Chemainus businessman Chris Istace is officially in the running as the BC Green Party candidate for Nanaimo-North Cowichan in the Oct. 24 provincial election.
Istace, 46, was confirmed as the Greens’ hopeful in the riding following a campaign launch at Waterwheel Park in Chemainus alongside BC Green Party leader Sonia Furstenau.
“I am excited to be the BC Greens candidate for North Cowichan-Nanaimo,” remarked Istace. “Our communities give us such hope. As a small business owner, I know the struggles families are facing now. I know how the uncertainty weighs on them and that’s part of what has inspired me to run in this election. Together I know we can overcome this adversity and come out as a stronger, more sustainable and cohesive community.”
Istace and wife Judy came to Chemainus from Saskatchewan coming up to seven years ago this fall. They have a son Brandon, 21, and daughter Jaiden, 19.
Istace previously spent 21 years in the oil and gas industry that ultimately led to operations management and technical sales. Istace served two terms as a city councillor in Estevan, Saskatchewan.
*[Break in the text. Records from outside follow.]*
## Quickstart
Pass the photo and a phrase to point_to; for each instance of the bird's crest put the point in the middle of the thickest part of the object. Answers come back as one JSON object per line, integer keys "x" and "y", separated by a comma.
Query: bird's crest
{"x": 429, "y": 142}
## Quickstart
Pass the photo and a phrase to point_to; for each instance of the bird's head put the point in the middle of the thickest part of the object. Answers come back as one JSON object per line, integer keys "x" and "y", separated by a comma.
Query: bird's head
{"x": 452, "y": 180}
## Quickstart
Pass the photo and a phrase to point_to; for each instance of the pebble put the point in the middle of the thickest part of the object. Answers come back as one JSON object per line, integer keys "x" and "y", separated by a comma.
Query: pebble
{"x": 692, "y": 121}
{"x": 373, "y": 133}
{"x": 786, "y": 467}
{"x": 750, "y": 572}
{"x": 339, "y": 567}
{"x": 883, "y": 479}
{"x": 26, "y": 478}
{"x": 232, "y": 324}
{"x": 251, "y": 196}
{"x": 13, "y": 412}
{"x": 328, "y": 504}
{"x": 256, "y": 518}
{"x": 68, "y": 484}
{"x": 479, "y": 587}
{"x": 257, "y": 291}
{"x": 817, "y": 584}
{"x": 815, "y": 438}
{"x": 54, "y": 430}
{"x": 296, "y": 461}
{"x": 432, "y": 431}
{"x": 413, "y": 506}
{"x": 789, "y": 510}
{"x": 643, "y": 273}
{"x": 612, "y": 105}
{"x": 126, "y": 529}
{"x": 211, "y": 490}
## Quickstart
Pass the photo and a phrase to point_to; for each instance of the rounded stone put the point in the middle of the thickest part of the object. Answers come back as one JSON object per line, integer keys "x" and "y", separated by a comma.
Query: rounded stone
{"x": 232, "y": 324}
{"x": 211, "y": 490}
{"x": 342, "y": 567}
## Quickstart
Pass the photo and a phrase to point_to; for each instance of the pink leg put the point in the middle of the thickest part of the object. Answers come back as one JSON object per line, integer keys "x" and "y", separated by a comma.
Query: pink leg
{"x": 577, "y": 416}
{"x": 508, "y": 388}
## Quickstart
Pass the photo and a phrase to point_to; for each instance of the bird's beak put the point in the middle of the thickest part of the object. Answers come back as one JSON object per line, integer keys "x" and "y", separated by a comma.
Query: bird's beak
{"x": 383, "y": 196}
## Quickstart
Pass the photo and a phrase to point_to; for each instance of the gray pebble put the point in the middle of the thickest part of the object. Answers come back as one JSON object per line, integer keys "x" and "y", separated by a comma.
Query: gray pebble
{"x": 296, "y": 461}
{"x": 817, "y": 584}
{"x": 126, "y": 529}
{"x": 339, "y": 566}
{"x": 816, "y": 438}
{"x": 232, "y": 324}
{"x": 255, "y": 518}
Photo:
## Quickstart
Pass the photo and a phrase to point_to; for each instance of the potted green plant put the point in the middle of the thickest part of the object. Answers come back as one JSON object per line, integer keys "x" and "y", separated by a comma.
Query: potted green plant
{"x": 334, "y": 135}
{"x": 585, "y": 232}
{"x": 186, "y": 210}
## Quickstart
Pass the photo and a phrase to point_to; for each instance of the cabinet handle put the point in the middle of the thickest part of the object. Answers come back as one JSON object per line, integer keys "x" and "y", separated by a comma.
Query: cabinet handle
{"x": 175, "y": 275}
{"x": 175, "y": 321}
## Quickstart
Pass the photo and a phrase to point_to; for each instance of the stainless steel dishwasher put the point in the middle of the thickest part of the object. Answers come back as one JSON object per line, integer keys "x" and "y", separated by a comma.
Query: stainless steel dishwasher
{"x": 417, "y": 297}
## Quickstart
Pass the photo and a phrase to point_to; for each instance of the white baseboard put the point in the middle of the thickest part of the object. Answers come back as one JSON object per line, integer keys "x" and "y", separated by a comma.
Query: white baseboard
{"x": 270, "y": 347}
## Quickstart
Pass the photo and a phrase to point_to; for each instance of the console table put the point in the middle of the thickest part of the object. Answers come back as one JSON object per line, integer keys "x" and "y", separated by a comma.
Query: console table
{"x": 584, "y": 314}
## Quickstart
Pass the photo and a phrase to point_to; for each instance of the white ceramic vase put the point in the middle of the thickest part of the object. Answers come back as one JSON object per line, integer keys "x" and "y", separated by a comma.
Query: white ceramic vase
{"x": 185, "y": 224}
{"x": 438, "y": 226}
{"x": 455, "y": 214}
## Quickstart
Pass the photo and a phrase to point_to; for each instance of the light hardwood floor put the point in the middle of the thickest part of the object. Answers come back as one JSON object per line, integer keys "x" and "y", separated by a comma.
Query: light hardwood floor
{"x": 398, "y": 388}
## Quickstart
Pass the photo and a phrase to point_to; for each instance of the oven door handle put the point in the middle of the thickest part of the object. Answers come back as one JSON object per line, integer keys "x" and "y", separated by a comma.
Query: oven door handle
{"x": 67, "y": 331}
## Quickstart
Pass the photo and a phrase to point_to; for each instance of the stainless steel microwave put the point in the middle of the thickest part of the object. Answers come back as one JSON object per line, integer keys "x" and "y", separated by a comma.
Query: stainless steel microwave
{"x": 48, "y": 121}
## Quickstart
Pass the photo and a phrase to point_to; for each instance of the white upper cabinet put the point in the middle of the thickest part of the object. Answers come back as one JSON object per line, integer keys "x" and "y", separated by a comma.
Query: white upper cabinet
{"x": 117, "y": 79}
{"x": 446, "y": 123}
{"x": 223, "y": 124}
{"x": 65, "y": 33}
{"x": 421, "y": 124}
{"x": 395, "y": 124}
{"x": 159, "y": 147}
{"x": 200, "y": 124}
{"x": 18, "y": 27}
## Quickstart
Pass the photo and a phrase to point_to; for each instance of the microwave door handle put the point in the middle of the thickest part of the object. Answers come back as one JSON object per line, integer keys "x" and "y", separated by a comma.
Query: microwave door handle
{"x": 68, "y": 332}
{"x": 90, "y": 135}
He’s always been passionate about community involvement, serving on the board of directors for the Chemainus Business Improvement Association — including the presidency — and the Cowichan Trail Stewardship Society for the past five years.
For more than 18 years, he’s been a small business owner as well as a writer and photographer in the tourism field while mentoring with the Alpine Club of Canada, Federation of Mountain Clubs of BC and Island Mountain Ramblers.
Istace’s priorities for Nanaimo-North Cowichan include developing affordable housing for the riding.
“We’re actively seeing people struggling with wages and being able to afford to live here,” he said. “How can we make housing attainable so that everyone can live here and enjoy it, not just those with the privilege and the means?”
Istace is also looking to take action on the opioid crisis and increase mental health services to respond to the crisis.
On the economy, he’s prioritizing local businesses and supporting the forest industry.
“We need to focus on being sustainable on a Vancouver Island level and a B.C. level,” Istace said.
—with a file from Cole Schisler, Ladysmith Chronicle.